Text format (.TSV): One report per-analysis¶
Under the folder Metagenomic Classification Summary
, there’s a file named metagenomic_classification-RUN_ID.tsv
. This file contains the raw data visualized in the Krona report for all samples submitted within a given analysis. For example, opening this file in Excel will reveal:
Taxon Rank | Taxon NCBI ID | Taxon Name | Sample 1 - Read count at this taxon and below | Sample 1 - Read count directly assigned to this taxon |
---|---|---|---|---|
U | 0 | unclassified | 28601 | 28601 |
R | 1 | root | 67461 | 0 |
R1 | 131567 | cellular organisms | 67458 | 2 |
D | 2 | Bacteria | 67449 | 25 |
P | 1224 | Proteobacteria | 67248 | 14 |
C | 1236 | Gammaproteobacteria | 67229 | 4 |
O | 91347 | Enterobacterales | 67214 | 131 |
F | 543 | Enterobacteriaceae | 59408 | 642 |
F1 | 2890311 | Klebsiella/Raoultella group | 57411 | 34 |
G | 570 | Klebsiella | 57351 | 864 |
S | 573 | Klebsiella pneumoniae | 52521 | 49766 |
The first three columns are row labels and reflect taxonomic nodes. BugSeq follows the NCBI taxonomic scheme. Taxon rank codes reflect (U)nclassified, (D)omain, (K)ingdom, (P)hylum, (C)lass, (O)rder, (F)amily, (G)enus, or (S)pecies. Intermediate ranks, eg. F1, reflects one level below family.

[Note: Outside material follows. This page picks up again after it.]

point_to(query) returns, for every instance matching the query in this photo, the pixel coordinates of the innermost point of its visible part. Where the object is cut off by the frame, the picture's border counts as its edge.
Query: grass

Each sample is then included as two columns:
- Read count at this taxon and below: This field contains the summed read count at this taxon. In this example, 67449 reads were assigned to the superkingdom Bacteria or a rank below Bacteria.
- Read count directly assigned to this taxon: These reads couldn’t be assigned to a lower taxonomic node given mapping ambiguity and/or the nature of the taxonomic tree (eg. if the reads are assigned to the lowest rank in the tree). In this example, 25 reads were identified as bacterial in origin, but couldn’t be assigned to lower nodes such as Klebsiella pneumoniae.

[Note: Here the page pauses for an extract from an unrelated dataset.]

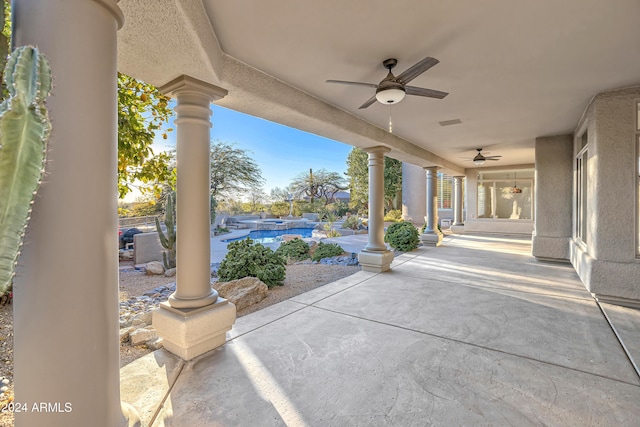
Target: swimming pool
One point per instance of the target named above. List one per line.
(271, 236)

Text format (.CSV): One report per-sample¶
BugSeq outputs a CSV text-formatted file for each sample in an analysis, which contains a read-by-read summary of how each read was classified (organism name and NCBI Taxonomy ID), whether the classification was from the read-based classifier, or the de novo assembly, the read length, the read coverage, and the percentage identity (for non-assembled reads). For example, opening this file in Excel will reveal:
read_id | read_length | tax_id | percent_identity | source | tax_name | tax_rank | read_coverage |
---|---|---|---|---|---|---|---|
A00111:702:H3THHHDO9:3:1107:2419:8343 | 150 | 573 | assembly | Klebsiella pneumoniae | species | 100 | |
A00111:671:H3THHHDO9:4:1631:19262:5228 | 150 | 573 | assembly | Klebsiella pneumoniae | species | 100 | |
A00111:671:H3THHHDO9:4:2620:23818:26334 | 150 | 29466 | assembly | Veillonella parvula | species | 100 | |
A00111:702:H3THHHDO9:3:2307:29586:18161 | 150 | 29466 | assembly | Veillonella parvula | species | 100 | |
A00111:671:H3THHHDO9:4:1513:8865:14246 | 150 | 29466 | assembly | Veillonella parvula | species | 100 | |
A00111:702:H3THHHDO9:3:2313:14073:32847 | 150 | 573 | assembly | Klebsiella pneumoniae | species | 100 | |
A00111:671:H3THHHDO9:4:2534:30201:26584 | 150 | 543 | assembly | Enterobacteriaceae | family | 100 | |
A00111:702:H3THHHDO9:3:1561:24822:17738 | 150 | 543 | assembly | Enterobacteriaceae | family | 100 |
Kraken-formatted reports¶
BugSeq outputs Kraken-formatted reports for each sample, which provide information about which taxonomic rank each read was classified to. They follow a similar structure to the text-formatted (.TSV) files described above. These reports can also be useful as they can be easily integrated with downstream analytical tools.